Maybe because they knew they’d probably be hung anyway if they did. According to the reports that Mags had seen, they’d been responsible for hundreds of deaths that the Guard knew of. Which meant there were probably two times more that they didn’t.
“Give me a nice clean battlefield any day,” Milles was saying fervently. “I never want to do that again.”
“There’s a lot to be said for that,” Jakyr agreed. “Although sometimes a battlefield is no cleaner. I’d rather have been in your shoes than face Karsite demons.”
Since that was a conversation Mags
really didn’t want to listen in on—having far too vivid memories of the Karsite demons still—he had Dallen drop back to the caravan again. Lita had slowed the vanners; the caravan was pitching a little on the uneven track.
“Problems?” Mags asked.
She shook her head. “As long as it gets no worse than this.”
“It don’t, milady Bard,” offered one of the Guardsmen. “In fact, this’s the worst of it.”
Sure enough the track smoothed out again, and it wasn’t more than a candlemark later that they found themselves threading an entrance between two sheer stone faces. It looked as if a giant had cleft the hill with an ax, making a passage between two halves of an exceedingly tall hill. A small mountain, he would have said.
It was a good thing that he was used to the mines, because that passage would have been claustrophobic. As it was, a couple of the Guard looked very uneasy until they came out on the other side.

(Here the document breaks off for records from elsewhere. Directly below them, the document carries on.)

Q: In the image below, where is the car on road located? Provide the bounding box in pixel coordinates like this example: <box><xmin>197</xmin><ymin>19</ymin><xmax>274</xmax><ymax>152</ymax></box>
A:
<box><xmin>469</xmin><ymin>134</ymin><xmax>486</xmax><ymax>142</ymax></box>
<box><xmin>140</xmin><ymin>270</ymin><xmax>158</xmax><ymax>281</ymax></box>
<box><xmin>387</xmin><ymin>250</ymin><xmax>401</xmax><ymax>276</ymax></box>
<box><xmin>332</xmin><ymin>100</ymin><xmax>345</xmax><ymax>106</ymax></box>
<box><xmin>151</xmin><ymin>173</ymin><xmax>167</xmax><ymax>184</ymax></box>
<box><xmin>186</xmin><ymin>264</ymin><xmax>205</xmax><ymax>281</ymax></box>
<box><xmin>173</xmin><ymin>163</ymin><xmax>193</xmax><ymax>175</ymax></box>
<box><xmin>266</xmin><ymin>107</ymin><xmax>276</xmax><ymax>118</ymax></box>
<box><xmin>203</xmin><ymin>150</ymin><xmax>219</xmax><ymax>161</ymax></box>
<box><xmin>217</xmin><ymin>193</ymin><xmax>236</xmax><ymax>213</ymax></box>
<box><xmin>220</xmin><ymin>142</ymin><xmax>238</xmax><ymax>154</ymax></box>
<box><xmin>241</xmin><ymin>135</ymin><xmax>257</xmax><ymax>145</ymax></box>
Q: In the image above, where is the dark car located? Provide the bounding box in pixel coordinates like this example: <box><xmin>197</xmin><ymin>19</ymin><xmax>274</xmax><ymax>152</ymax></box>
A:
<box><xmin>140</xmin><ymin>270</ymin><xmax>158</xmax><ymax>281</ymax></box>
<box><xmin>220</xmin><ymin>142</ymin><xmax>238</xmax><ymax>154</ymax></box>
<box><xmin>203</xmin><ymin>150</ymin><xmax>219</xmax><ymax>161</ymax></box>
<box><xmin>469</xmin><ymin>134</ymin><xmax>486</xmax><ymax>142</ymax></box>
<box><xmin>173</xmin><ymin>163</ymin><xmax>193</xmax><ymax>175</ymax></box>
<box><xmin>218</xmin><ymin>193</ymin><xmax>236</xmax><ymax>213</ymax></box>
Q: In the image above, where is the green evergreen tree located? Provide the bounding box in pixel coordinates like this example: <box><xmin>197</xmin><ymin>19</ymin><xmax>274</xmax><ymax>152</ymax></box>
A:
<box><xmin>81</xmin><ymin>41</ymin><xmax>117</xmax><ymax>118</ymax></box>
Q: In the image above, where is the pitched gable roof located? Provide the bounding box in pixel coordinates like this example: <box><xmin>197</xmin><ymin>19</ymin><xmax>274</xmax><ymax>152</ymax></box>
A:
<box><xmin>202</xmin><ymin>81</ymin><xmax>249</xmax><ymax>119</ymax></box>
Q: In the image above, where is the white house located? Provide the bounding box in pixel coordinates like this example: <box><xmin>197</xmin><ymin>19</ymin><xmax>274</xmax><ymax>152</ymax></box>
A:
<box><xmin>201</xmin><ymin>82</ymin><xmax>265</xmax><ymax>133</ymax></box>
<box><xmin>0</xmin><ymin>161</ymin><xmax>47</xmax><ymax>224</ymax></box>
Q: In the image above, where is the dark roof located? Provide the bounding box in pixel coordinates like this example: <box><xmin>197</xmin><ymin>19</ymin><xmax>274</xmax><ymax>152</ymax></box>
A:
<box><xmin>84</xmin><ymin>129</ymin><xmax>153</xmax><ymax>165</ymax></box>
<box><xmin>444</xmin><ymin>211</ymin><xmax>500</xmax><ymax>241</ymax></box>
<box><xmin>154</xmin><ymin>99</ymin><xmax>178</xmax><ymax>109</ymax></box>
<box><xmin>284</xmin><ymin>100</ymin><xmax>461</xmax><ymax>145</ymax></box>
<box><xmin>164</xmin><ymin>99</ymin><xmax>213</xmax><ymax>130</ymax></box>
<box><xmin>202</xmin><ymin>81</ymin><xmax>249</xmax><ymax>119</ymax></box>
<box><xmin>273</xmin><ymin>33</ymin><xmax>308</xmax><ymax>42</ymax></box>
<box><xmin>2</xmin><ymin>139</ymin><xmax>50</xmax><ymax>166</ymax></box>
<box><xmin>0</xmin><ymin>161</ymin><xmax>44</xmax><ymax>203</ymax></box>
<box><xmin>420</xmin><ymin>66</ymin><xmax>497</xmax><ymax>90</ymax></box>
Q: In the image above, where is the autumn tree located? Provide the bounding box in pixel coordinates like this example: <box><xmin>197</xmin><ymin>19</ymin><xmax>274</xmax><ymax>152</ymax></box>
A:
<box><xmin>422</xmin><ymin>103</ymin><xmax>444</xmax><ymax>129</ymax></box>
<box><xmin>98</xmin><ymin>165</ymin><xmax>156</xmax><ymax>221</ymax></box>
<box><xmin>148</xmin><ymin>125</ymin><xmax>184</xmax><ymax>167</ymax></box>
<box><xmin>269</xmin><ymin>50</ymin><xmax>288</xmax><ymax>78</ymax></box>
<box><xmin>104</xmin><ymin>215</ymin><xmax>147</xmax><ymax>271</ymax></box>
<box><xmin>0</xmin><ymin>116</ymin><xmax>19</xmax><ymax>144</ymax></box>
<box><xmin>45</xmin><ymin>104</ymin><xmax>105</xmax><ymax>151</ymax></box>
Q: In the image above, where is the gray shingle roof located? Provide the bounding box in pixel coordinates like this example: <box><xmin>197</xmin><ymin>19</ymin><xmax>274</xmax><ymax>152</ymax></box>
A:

And the other side was a pretty, if unremarkable, tiny pocket valley, ringed completely by hills with very steep—in fact, he would have said, sheer—cliffs on the valley side. It was as if that same giant had taken his fist and punched a cup into the hills.
“Now . . . this is odd,” Jakyr said, looking around himself. “Very odd . . .”
“How odd?” asked Milles.
“Well . . . I’ve been to a lot of strange places, so I’ve seen a bit more than your average Herald,” Jakyr replied. “And if I had just come on this place . . . I’d say it was a Hawkbrother Vale. . . .”
A Hawkbrother Vale?
:You know, he’s right,: Dallen said. :It has the look of a Vale, a long abandoned one, but a Vale nevertheless.:
“Huh.” Milles looked surprised. “I thought they were a myth.”
“Not even close.” Jakyr dismounted. “I’ve met ’em. I’ve been to two Vales. The only thing missing here is the giant trees, but those won’t flourish once the Hawkbrothers leave, and they’d have fallen a long, long time ago. Or got cut down. Those big trees, they’re mighty tempting to a woodsman. You could build your entire Guardpost from the wood from one, and who knows? Maybe someone did. One way to know for sure. Go on, Jermayan. You’re better at this than me.”